Студент Натанаэль, человек с явными признаками душевного расстройства, подверженный мистическому ужасу перед образом страшного, несуществующего «песочного человека», которым его пугали еще в детстве, встречает девушку, страстно в нее влюбляется, собирается сделать предложение, но в решительную минуту узнает, что это кукла, сооруженная двумя учеными шарлатанами. Он сходит с ума и в припадке безумия бросается с башни городской ратуши.

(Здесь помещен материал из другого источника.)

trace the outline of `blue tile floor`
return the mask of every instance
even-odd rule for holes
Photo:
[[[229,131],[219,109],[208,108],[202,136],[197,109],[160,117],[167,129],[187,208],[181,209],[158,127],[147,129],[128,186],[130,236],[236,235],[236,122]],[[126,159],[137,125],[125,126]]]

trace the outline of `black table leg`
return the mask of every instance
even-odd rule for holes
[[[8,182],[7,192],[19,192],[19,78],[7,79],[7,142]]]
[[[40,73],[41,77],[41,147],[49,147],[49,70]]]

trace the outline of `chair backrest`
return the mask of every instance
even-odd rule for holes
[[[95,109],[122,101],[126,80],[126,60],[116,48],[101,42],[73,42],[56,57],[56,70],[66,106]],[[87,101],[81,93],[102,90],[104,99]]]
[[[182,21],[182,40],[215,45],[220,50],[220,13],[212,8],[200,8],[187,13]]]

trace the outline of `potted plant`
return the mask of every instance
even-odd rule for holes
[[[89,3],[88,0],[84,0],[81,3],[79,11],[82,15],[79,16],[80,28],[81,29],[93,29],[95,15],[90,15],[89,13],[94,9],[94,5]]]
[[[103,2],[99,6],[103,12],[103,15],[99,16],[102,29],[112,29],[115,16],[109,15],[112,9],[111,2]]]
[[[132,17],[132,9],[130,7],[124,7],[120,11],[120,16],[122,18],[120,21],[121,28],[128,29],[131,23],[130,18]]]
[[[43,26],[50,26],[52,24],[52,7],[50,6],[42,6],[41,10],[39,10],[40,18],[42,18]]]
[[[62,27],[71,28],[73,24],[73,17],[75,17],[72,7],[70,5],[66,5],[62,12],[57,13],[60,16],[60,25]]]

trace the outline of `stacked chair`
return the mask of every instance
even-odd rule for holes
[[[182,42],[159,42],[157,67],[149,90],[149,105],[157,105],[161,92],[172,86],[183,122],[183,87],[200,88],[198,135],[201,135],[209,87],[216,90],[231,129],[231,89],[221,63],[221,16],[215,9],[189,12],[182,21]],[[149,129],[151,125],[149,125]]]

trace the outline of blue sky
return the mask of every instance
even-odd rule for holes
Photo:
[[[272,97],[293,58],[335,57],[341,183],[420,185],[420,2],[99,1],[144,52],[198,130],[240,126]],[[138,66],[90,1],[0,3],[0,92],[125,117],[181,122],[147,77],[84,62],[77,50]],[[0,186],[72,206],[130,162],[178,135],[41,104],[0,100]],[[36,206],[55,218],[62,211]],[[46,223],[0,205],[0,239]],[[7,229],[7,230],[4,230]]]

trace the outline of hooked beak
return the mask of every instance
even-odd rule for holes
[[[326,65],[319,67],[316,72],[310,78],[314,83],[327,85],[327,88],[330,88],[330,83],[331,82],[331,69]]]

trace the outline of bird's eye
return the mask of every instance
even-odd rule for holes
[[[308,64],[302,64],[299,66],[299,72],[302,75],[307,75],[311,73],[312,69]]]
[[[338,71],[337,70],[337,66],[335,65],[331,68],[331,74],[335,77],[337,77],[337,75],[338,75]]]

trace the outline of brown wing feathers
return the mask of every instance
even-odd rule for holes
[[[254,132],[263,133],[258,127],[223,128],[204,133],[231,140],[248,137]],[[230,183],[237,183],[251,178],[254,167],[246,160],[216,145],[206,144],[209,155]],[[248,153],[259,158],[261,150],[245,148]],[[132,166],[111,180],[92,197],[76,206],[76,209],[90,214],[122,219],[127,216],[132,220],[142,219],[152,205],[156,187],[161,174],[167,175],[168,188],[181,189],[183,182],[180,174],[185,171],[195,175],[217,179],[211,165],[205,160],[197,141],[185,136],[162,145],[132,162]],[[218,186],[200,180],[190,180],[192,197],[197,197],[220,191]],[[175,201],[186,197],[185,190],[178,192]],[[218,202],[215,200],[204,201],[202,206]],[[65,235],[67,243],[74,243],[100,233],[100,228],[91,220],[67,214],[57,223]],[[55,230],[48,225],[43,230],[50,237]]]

Сама по себе история хотя и сверхобыкновенная, но вполне возможная, если принять в расчет психическое состояние студента, но самое интересное то, что, как сообщает автор, приключение с автоматом возмутило спокойствие и стало предметом серьезного обсуждения во всем городе, особенно в кругу образованных людей, который эта кукла посещала в качестве дочери профессора физики. В души «уважаемых господ» вкралось недоверие к себе подобным, и в собраниях все стали вести себя странно, подчеркнуто необычно, дабы их не приняли за кукол. Сумасшествие, конечно, не объект для искусства, но здесь оно с известным правом им становится, и профессор поэзии прав, когда называет всю эту историю метафорой. С точки зрения художественной автомат Гофмана — метафора, фантастический образ, раскрывающий вполне реальные обстоятельства: вещественный характер человеческих отношений в буржуазном обществе. В этом обществе автоматов не только сумасшедший, но и «нормальные» его представители, люди с механическим сознанием, которое тоже есть своего рода «безумие», могут принять куклу за человека, а человека ничтожного — за божество («Крошка Цахес»). В свете этой идеи, верной на все времена, пока существует общество, основанное на частной собственности, становятся понятными слова Гофмана, обращенные к читателю, что, познакомившись с этой повестью, он, может быть, подумает о том, что «ничего нет удивительнее и безумнее действительной жизни и что только ее старался уловить писатель, как в смутном отражении кривого зеркала».
Свое отрицательное отношение к мистическому герою повести, разумеется, не как к несчастному человеку, которого он от души жалеет, а как к носителю определенного, крайне пессимистического философского воззрения на жизнь, обусловленного ущербным сознанием, Гофман выразил в образе Клары, невесты Натанаэля. Он любуется ее светлым разумом, живой и сильной фантазией, нежным сердцем, веселым нравом, столь чуждыми всему туманному, болезненному, мистическому. Он разделяет ее отвращение к «мистическим бредням» Натанаэля и, вступая в противоречие с самим собой, со своей собственной идеей, доказательству которой он посвятил свой многостраничный роман о похождениях монаха Медарда, вместе с Кларой отвергает фаталистическую теорию о том, что человек, считающий себя свободным, на самом деле является игрушкой темных сил и что истинное творчество невозможно, потому что и вдохновение художника подчинено диктату этих высших сил.
С консервативным бюргерским романтизмом Гофмана сближает ненависть к грядущему «денежному феодализму», сметающему на своем пути все патриархально-идиллические отношения старой, сословно-ремесленной Германии. Сатирические образы буржуа нередко появляются на страницах гофмановских произведений. Но эта ненависть к тому, что в полуфеодальной Германии только еще рождалось на глазах писателя, не ослепляла его сознание, не бросала его в объятия реакции. Он видел не только «хорошие» стороны средневековья: самобытную жизнь гордого своим честным трудом ремесленника, преимущества цеховых объединений, расцвет искусства, но и его оборотную, «дурную» сторону: дворянский произвол, крепостное право, костры инквизиции. Он понимал, что признать право на существование сегодняшней абсолютистской Германии — значит признать и эту оборотную сторону феодализма. Политического решения эта дилемма у Гофмана не могла найти, но та острая критика, с которой он обрушивается на дворянство, те смелые нападки, которым он подвергает все уродливое государственное устройство Германии, превращают его творчество в непрерывную художественную полемику с романтическими певцами «второй эпохи Возрождения», искавшими опоры и исторического оправдания немецкой отсталости в «залитой лунным светом ночи средневековья» (Меринг).